From Databases to Dataspaces: Opening up Data Processes

Spring 2006

- Karen Baker (PAL/CCE)

Franklin, M., A. Halevy, and D. Maier, 2005. From Databases to Dataspaces: A New Abstraction for Information Management. SIGMOD Record 34(4): 27-33.

In the complex work of bridging data collection and data federation, our conceptual understandings grow regarding LTER research site data. These data efforts, informed and guided by local scientific needs and conventions, entail alignment of technological approaches and development of community nomenclature, standards, and dictionaries. Amidst such activities, this paper 'From Databases to Dataspaces' offers 'a new abstraction' that seems to escape the confines of a traditional data box model.

The authors are part of a group that has met over the last years to consider in depth the development, functionality, and use of data base management systems. This recent work opens up the data landscape conceptually - from databases to dataspaces. The 'dataspaces' approach is presented as both a new agenda and an architecture that allows for multiple ways of solving issues and framing questions of information management. In addition, development is recognized to take place over multiple timeframes: "One of the key properties of dataspaces is that semantic integration evolves over time and only where needed. The most scarce resource available for semantic integration is human attention." The dataspace concept umbrellas explicitly a continuum of organizational and semantic arrangements that handle diverse data types, states, and approaches. The paper recognizes the multiple facets of work involved: "Dataspaces are not a data integration approach; rather, they are more of a data co-existence approach". In the paper, there is discussion of dataspace requirements, components, and research challenges.
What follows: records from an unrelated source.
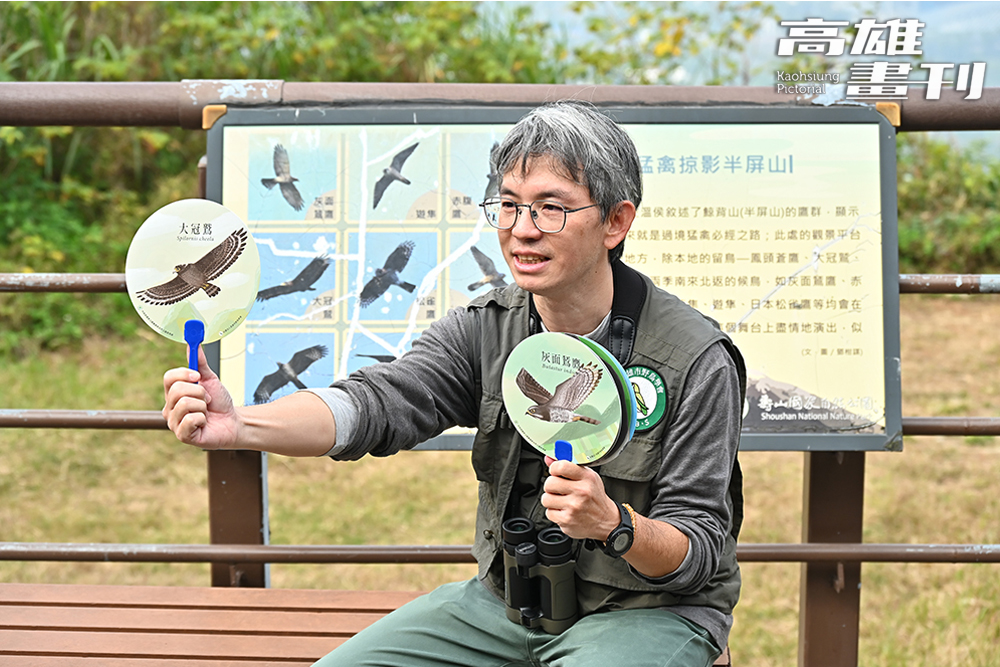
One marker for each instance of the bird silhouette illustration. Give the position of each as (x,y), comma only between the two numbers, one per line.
(639,403)
(198,275)
(559,407)
(301,283)
(288,372)
(493,178)
(284,179)
(490,274)
(393,173)
(388,275)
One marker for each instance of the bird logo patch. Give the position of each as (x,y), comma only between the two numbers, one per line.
(650,396)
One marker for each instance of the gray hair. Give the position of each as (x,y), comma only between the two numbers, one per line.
(589,147)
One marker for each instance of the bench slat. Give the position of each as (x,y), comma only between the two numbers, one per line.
(159,645)
(226,621)
(193,597)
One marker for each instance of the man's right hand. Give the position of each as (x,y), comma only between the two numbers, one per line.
(198,408)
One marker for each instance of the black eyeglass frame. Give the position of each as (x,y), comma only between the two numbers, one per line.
(531,213)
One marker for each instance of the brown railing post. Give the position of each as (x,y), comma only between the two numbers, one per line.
(237,512)
(830,593)
(237,493)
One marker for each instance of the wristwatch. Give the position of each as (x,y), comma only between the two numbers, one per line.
(621,538)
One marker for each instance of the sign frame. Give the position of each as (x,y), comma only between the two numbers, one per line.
(888,439)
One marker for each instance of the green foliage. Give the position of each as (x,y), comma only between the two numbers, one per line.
(74,197)
(642,43)
(948,217)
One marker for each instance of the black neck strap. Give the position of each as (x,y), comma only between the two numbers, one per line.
(630,294)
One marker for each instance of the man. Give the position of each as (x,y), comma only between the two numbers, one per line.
(570,185)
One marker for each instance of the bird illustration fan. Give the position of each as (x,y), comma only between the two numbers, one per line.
(192,261)
(558,386)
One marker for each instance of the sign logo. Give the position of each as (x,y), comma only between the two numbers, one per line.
(650,396)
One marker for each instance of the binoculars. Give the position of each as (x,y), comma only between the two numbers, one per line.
(539,589)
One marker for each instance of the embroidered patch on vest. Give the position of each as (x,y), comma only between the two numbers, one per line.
(650,396)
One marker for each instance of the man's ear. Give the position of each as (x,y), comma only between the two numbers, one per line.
(618,223)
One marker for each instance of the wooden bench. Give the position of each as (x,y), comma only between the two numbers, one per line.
(63,625)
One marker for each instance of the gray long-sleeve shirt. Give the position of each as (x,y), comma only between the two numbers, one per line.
(389,407)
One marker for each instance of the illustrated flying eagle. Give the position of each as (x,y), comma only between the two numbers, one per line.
(301,283)
(489,269)
(289,372)
(559,407)
(283,177)
(388,275)
(393,173)
(193,277)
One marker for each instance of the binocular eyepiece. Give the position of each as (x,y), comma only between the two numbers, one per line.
(540,589)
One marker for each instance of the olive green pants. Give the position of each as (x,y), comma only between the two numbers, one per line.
(463,624)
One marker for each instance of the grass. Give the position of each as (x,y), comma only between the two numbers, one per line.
(106,486)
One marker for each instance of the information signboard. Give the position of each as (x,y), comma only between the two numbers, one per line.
(779,223)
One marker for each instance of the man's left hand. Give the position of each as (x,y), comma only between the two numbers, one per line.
(575,500)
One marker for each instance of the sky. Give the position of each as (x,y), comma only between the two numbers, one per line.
(954,32)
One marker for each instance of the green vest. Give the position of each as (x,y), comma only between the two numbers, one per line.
(670,337)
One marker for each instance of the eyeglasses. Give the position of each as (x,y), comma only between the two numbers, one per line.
(548,216)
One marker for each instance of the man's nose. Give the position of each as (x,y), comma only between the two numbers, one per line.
(524,226)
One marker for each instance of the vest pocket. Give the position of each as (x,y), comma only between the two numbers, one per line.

Perhaps this paper struck a chord because it seems to resonate with one of my first impressions of LTER, that is, a community recognizing the value of a good number of distinctly unique LTER sites working in loose proximity. For LTER, years of joint projects addressing local, regional, and cross-site science have contributed to a thick infrastructure. This infrastructure includes a shared sensitivity toward respect for local diversity and trust that new knowledge as well as research challenges arise from grappling with heterogeneity. As we seek tighter collaborative configurations in both ecological science and informatics endeavors, the dataspaces concept highlights the notion of a development process over time of data and information management, of theory and practice.